The local Suzuki teacher has some violin students as young as 3, but even though she is very good about changing things up in rapid succession to keep the child interested and very experienced with teaching preschoolers, it must be a very rare child with an attention span long enough to be able to benefit from violin lessons at the age of 3. And that's for a stringed instrument. Percussion instruments may very well be different, as the pp suggests.
I do have three ideas that you can pursue.
1. I would suggest that you and your husband take a few drumming lessons yourself. You can learn some basics.
2. I would search youtube for some brief 3 or 4 minute videos in which drumming instructors give some quickie introductory pointers aimed at beginning students.

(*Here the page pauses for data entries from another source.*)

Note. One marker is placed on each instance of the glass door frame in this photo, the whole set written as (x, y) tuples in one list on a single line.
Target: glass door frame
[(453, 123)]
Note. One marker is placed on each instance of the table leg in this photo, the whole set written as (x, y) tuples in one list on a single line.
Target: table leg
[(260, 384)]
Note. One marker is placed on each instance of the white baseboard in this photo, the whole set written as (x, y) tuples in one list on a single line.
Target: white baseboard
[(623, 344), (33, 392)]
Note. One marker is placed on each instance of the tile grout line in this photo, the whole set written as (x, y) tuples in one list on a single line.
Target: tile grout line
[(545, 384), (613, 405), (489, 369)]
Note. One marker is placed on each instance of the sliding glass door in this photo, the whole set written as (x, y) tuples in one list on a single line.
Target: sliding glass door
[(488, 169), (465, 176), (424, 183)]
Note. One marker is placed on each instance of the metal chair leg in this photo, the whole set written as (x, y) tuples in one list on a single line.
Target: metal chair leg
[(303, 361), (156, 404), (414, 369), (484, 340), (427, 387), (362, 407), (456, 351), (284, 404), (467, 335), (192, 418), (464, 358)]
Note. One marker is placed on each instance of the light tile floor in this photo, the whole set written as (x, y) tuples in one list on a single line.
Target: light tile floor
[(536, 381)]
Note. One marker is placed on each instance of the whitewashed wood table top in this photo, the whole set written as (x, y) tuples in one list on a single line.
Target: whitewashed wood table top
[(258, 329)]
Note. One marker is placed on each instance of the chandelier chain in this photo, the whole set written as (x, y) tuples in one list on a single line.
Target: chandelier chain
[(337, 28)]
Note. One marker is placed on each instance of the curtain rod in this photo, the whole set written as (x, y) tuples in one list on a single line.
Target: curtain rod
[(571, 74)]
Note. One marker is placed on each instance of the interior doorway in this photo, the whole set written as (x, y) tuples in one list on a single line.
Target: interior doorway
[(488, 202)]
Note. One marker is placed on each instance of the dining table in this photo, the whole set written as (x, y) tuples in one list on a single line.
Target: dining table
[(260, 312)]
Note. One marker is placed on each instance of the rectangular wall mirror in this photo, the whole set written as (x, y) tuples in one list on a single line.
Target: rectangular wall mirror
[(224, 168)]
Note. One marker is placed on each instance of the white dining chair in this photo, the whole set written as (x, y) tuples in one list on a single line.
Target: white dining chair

3. I would pay drumming teachers for consultations, without your child present, to help you brainstorm ideas of brief activities that you could do with your child.
Then, you can modify what you learn into VERY SHORT duration activities and have your child do them for a minute or two.
You know, things like clapping exercises (to practice rhythm) that you and your child can do together for a couple minutes while waiting in line at the store.
Or you could demonstrate syncopation for a minute or two while driving around town on errands.
Then, another time, you could give your child a pencil and see if your child can mimic from you the correct hand position to hold the drumstick. (I assume that there is a right way and a wrong way, but I don't actually know what it is because I don't know anything about drumming.)
Or maybe you can have your child chant different words to learn different rhythms, like the Suzuki classic miss-is-ip-pi-hot-dog.
Or maybe you could have your child learn to sing the melody of the old standby song from the musical Westside Story (http://www.youtube.com/watch?v=Qy6wo2wpT2k) "IIIII like to BE in a-MEriCA" to learn how to switch back and forth between triplets and eighth notes.
If you just think creatively (perhaps in consultation with a music teacher), you can think of all kinds of quick short fun things that teach your child some basics of rhythm without your child even realizing it.
Instead of a lesson, per say, I think at this age it is more effective to insert what I guess you could call Teachable Seconds. If you change it up constantly, never make it last longer than a couple of minutes, and spread them out throughout the week, then it will stay fun.